No one wants to be cheated and ripped off, or taken advantage of; no one wants to be minimized and disparaged and made to feel worthless, or ignored or left out.

How many spouseless men and women ate alone this Yom Tov, or swallowed their pride and suppressed their dignity and asked married friends if they could come to a meal? How many have gone off the derech because of chronic non-inclusion? How many youngsters walked away from their Torah community because they were verbally or emotionally abused by clueless teachers, rabbeim or classmates because they were socially awkward or didn’t fit in academically?

Dr. Miriam Hirsch, an educator at Stern College, wrote in the fall edition of Jewish Action magazine that she had been involved in a research project a few years ago where she examined the school experiences of almost 100 former day school and yeshiva students. Sadly, one third wrote how teachers shamed, disgraced and shunned them.

Publicly humiliating someone is viewed in the Torah as akin to murder, so embarrassing a student in front of his or her classmates can be considered as breaking one of the Ten Commandments. No doubt the teacher or rebbe was careful to wash his/her hands before eating bread and then bentching and feeling perhaps virtuous. Yet the emotional killing of the student could have led less resilient individuals to “wash their hands” from Yiddishkeit. They emotionally equated the religious world as one where they were made to feel like losers and inferior. Why stay in a chronically toxic environment?

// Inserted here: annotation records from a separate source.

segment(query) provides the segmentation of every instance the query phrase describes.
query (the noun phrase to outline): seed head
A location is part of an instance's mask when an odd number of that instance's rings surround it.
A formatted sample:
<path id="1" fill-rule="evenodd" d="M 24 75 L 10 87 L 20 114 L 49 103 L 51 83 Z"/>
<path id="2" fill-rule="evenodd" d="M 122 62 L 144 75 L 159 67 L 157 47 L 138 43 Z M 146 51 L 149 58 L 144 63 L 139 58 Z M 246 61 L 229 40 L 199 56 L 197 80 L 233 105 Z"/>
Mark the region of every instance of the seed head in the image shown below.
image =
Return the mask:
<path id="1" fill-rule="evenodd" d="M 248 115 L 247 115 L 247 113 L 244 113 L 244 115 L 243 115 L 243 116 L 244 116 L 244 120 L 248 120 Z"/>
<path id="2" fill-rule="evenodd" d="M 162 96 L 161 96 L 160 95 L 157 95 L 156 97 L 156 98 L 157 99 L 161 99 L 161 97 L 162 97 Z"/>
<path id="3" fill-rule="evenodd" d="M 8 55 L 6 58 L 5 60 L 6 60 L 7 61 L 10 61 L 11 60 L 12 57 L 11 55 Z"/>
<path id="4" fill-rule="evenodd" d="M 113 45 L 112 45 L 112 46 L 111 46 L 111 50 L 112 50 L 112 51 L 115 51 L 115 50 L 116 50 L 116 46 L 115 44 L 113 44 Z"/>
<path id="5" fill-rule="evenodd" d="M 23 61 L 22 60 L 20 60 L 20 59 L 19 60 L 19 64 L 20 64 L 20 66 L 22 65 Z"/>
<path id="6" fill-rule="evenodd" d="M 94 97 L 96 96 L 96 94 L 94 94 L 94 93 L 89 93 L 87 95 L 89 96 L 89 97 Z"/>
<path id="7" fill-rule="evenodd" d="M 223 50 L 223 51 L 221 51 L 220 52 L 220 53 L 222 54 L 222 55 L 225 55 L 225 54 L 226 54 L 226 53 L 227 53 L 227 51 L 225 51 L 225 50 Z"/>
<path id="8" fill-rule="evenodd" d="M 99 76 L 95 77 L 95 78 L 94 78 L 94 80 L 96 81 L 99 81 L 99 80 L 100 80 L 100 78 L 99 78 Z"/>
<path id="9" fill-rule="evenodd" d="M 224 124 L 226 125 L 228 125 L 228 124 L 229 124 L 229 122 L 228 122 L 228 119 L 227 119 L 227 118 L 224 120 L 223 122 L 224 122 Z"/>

Anger, intolerance, unfair business practices weaken our achdut, our oneness, and lack of unity is the Jewish people’s “Achilles Heel,” and we become vulnerable to hatred. When a frum person rejects, ignores or manipulates another to his emotional or financial or social detriment, he or she is in practice rejecting Hashem. Treating another person with contempt, viewing them as an am ha’aretz  or acting as if he or she is invisible, is in effect saying that Hashem made a mistake, that He is fallible. That could be a definition of a heretic.

A kidney recipient once said that all his future mitzvot belonged to his donor, for he had extended his life, thus every bracha he made; every good deed, every gift of tzeddakah, belonged to his donor. I believe in that same vein, every act of deliberate or even unintentional omission, be it social or financial, that can lead to a person rejecting his Yiddishkeit, results in that person’s sins being attributed to the people who pushed him away through their meanness or unethical treatment.

So on Yom Hadin, some self-identifying frum men and women may be in for a rather unexpected judgement.